The correct option is D

${\mathrm{C}}_2=\frac{1000\mathrm{d}{\mathrm{x}}_2}{{\mathrm{M}}_1+{\mathrm{x}}_2\left({\mathrm{M}}_2-{\mathrm{M}}_1\right)}$

1. Given quantities for the 1^st component - number of moles - ${\mathrm{n}}_1$, molecular weight - ${\mathrm{M}}_1$

Given quantities for the 2^nd component (solute) - number of moles - ${\mathrm{n}}_2$, molecular weight - ${\mathrm{M}}_2$, mole fraction - ${\mathrm{x}}_2$

2. Calculation of molarity of 2^nd component $\left({\mathrm{C}}_2\right)$ -

$\mathrm{Molarity}=\frac{\mathrm{number}\mathrm{of}\mathrm{moles}\mathrm{of}\mathrm{solute}}{\mathrm{volume}\mathrm{of}\mathrm{solution}\mathrm{in}\mathrm{mL}}\times 1000—\left(1\right)$

Step 1 - Calculation of moles of 2^nd component-

Let the total number of moles present in the solution be $1$.
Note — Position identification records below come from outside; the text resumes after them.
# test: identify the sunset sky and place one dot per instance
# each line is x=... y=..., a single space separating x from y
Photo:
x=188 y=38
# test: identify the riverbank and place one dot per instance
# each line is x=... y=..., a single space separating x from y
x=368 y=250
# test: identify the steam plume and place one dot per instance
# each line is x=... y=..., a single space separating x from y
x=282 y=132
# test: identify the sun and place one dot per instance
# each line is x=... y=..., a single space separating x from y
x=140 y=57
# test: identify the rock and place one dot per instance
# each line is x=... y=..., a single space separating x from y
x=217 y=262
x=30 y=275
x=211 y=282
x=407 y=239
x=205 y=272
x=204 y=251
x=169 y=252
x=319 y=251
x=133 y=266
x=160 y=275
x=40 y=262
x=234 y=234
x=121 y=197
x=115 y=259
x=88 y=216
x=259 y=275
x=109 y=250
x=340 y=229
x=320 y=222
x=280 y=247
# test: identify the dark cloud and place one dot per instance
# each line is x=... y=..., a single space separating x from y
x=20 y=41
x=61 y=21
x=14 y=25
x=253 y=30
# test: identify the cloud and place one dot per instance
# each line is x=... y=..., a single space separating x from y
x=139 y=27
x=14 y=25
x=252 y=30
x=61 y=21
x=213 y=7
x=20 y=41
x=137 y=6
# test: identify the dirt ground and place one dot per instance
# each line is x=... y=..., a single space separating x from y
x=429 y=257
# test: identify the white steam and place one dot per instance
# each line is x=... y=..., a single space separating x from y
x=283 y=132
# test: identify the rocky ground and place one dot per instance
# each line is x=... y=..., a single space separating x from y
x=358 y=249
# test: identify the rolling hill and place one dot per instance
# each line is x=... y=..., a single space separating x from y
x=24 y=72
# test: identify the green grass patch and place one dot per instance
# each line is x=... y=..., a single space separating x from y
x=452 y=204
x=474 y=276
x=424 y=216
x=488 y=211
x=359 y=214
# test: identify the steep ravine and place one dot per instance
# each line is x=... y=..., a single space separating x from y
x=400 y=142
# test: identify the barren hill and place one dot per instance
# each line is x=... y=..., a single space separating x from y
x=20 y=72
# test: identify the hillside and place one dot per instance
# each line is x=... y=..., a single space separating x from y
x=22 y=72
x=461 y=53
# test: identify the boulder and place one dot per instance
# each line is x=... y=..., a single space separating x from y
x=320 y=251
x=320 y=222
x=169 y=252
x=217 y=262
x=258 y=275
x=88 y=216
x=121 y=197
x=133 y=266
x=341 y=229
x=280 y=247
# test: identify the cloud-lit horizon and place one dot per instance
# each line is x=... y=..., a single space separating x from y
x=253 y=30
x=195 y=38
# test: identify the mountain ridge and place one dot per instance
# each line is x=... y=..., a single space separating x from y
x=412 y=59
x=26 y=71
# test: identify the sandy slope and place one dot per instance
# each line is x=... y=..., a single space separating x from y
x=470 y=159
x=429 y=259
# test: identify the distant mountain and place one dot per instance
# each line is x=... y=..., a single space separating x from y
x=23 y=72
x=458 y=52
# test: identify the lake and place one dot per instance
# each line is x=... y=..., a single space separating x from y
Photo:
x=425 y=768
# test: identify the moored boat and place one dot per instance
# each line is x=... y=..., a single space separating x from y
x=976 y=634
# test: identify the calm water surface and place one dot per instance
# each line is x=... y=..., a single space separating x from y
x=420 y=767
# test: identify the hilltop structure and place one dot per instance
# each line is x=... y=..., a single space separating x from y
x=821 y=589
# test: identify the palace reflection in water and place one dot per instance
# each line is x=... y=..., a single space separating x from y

${\mathrm{n}}_1+{\mathrm{n}}_2=1$

We know, ${\mathrm{x}}_2=\frac{{\mathrm{n}}_2}{{\mathrm{n}}_1+{\mathrm{n}}_2}$

So, ${\mathrm{x}}_2={\mathrm{n}}_2$ (number of moles of solute / 2^nd component)

and $1-{\mathrm{x}}_2={\mathrm{n}}_1$

Step 2 - Calculation of mass of solution and solute -

Number of moles of solute / 2^nd component $={\mathrm{x}}_2$

So, mass $={\mathrm{x}}_2{\mathrm{M}}_2$ $\mathrm{g}$

Mass of 1^st component $=\left(1-{\mathrm{x}}_2\right)M_1$ $\mathrm{g}$

Mass of the solution $=\left({\mathrm{x}}_2{\mathrm{M}}_2+\left(1-{\mathrm{x}}_2\right){\mathrm{M}}_1\right)$ $\mathrm{g}$

Step 3 - Calculation of volume of the solution -

$\mathrm{volume}=\frac{\mathrm{mass}}{\mathrm{density}}$

Volume of solution $=\frac{\left({\mathrm{x}}_2{\mathrm{M}}_2+\left(1-{\mathrm{x}}_2\right){\mathrm{M}}_1\right)}{\mathrm{d}}$ $\mathrm{mL}$

Step 4- Calculation of molarity of 2^nd component $\left({\mathrm{C}}_2\right)$ - Putting the values of the number of moles of solute and volume of solution in equation 1, we get-${\mathrm{C}}_2=\frac{1000\mathrm{d}{\mathrm{x}}_2}{{\mathrm{M}}_1+{\mathrm{x}}_2\left({\mathrm{M}}_2-{\mathrm{M}}_1\right)}$

Hence, option D is the correct answer.